Terkait penyelamatan sumber daya alam, telah dideklarasikan oleh 20 menteri yang disaksikan oleh Presiden Jokko Widodo. Bukan hanya itu, seluruh aparat penegak hukum juga mendorong penyelamatan SDA di Indonesia. Serangkaian deklarasi ini dilakukan lantaran potensi kerugian negara di sektor SDA sudah sangat mengkhawatirkan.

KPK mencatat, masih sangat banyak eksportir batu bara yang tidak melaporkan hasil ekspornya. Laporan tersebut seharusnya disampaikan kepada Kementerian Energi dan Sumber Daya Mineral (ESDM) maupun dalam Surat Pemberitahuan Tahunan (SPT) Pajak. Dari kondisi itu, KPK menemukan potensi kerugian negara yang cukup besar.

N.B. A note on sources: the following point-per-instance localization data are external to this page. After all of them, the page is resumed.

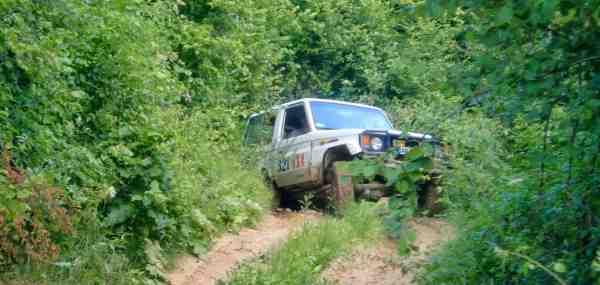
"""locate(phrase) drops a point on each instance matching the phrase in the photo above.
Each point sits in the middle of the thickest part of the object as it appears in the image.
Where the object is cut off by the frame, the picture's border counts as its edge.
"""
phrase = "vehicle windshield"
(330, 116)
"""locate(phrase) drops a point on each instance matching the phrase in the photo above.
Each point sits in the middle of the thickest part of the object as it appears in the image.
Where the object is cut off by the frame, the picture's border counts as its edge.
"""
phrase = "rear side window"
(296, 122)
(260, 130)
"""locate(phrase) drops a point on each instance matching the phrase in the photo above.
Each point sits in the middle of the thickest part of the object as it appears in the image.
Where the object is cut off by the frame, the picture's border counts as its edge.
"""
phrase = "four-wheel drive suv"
(301, 141)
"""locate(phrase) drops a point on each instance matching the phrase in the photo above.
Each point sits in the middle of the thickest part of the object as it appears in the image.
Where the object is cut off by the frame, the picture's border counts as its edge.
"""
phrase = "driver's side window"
(295, 123)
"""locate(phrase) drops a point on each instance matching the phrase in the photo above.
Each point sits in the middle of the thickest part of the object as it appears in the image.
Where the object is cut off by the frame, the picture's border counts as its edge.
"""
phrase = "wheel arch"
(333, 154)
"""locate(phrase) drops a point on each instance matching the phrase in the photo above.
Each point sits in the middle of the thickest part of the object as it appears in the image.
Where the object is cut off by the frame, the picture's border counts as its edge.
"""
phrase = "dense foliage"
(121, 123)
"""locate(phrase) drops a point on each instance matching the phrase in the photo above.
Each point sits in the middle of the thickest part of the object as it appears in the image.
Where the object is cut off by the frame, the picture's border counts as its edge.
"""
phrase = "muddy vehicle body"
(302, 141)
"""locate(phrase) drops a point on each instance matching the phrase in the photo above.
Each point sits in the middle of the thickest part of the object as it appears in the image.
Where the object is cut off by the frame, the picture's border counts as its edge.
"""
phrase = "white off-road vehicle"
(301, 141)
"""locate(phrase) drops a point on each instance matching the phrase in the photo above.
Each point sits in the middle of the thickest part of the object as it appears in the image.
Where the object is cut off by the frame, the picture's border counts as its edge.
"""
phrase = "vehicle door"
(258, 140)
(293, 147)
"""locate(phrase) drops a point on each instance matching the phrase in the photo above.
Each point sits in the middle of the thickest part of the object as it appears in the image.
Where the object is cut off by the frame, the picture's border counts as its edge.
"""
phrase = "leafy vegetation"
(308, 252)
(121, 124)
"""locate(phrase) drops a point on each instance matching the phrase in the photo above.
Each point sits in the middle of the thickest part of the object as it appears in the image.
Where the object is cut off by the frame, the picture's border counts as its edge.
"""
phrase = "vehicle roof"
(308, 100)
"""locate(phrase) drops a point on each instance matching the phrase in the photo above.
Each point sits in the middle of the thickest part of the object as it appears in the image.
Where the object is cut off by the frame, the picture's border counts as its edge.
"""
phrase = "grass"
(311, 249)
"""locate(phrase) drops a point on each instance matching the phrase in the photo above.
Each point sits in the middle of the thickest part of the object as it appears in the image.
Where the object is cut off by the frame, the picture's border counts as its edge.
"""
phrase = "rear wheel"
(341, 191)
(430, 195)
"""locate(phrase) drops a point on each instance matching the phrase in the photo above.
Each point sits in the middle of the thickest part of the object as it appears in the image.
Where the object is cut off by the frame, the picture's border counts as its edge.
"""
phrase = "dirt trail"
(381, 264)
(232, 249)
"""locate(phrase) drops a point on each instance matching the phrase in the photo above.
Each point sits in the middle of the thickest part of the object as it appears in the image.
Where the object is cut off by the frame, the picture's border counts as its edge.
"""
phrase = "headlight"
(376, 144)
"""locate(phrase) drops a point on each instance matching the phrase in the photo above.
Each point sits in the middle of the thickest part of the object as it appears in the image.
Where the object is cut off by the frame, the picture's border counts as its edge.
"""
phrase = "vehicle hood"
(350, 132)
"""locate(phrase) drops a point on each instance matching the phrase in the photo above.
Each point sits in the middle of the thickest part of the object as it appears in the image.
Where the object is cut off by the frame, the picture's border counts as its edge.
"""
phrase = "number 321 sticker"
(298, 162)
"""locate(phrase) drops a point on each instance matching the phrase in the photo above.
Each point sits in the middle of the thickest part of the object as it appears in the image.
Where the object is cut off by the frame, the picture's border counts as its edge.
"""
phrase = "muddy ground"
(376, 264)
(381, 264)
(233, 249)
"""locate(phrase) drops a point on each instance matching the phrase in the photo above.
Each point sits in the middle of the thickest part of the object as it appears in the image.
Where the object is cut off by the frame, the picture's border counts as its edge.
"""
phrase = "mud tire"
(430, 196)
(341, 192)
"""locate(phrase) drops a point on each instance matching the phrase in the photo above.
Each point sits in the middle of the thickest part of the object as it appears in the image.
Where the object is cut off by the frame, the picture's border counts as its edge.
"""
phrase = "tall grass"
(311, 249)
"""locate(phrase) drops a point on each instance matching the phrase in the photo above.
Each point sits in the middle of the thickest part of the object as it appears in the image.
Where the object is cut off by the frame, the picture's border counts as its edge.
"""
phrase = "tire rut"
(232, 249)
(381, 264)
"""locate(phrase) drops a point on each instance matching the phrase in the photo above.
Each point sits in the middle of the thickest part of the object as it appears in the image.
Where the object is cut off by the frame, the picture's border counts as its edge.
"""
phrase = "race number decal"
(284, 165)
(299, 161)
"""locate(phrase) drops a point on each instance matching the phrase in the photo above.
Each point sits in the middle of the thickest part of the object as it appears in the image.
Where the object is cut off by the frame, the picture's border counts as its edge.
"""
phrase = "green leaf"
(118, 215)
(415, 153)
(559, 267)
(505, 15)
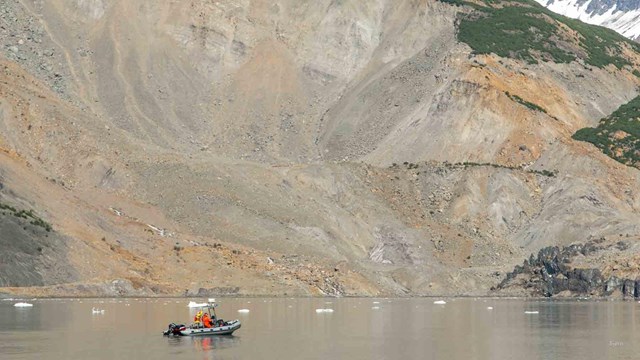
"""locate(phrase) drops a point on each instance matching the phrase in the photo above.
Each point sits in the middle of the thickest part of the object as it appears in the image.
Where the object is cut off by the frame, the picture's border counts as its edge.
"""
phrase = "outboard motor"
(174, 329)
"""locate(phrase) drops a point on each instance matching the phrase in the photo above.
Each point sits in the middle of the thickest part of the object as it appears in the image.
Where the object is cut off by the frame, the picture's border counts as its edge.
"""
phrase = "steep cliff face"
(305, 147)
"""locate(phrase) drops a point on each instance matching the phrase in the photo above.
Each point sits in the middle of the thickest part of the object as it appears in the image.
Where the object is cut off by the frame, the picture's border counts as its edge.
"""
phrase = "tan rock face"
(271, 130)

Menurut Ruki, di tahun 2012 saja, dari sektor minerba negara harus kehilangan penerimaan pajak mencapai Rp28,5 triliun. Sedangkan potensi kerugian negara sekitar Rp10 triliun per tahun. Perhitungan ini didapat dari catatan Tim Optimalisasi Penerimaan Negara menunjukkan adanya kurang bayar Penerimaan Negara Bukan Pajak (PNBP) hingga tahun 2011 sebesar Rp6,7 triliun. Selain itu, evaluasi laporan surveyor pun memperlihatkan selisih pembayaran royalti lima mineral sebesar US$24,66 juta dan sebesar US$ 1,22 miliar untuk batubara.

Pada sektor kehutanan, hasil kajian KPK menunjukkan adanya ketidakjelasan status hukum kawasan hutan mengakibatkan tumpang tindih perizinan. Dari kegiatan kordinasi-supervisi minerba di tahun 2014 ditemukan sekitar 1,3 juta hektar izin tambang berada dalam kawasan hutan konservasi dan 4,9 juta hektar berada dalam kawasan hutan lindung.

Selain masalah status badan hukum, hasil temuan KPK menunjukan, akibat pertambangan di dalam kawasan hutan negara kehilangan potensi PNBP sebesar Rp15,9 triliun per tahun. Hal ini disebabkan 1.052 usaha pertambangan dalam kawasan hutan yang tidak melalui prosedur pinjam pakai. Belum lagi kerugian negara akibat pembalakan liar yang mencapai Rp35 triliun.

Sementara itu, sektor pengelolaan sumber daya alam lain juga amat rendah. Hasil temuan KPK menunjukan, sektor kelautanhanya menyumbangPNBP sebesar 0,3 persen per tahun. Sedangkansektor perikanandalam lima tahun terakhir, hanya sebesar 0,02 persen terhadap total penerimaan pajak nasional.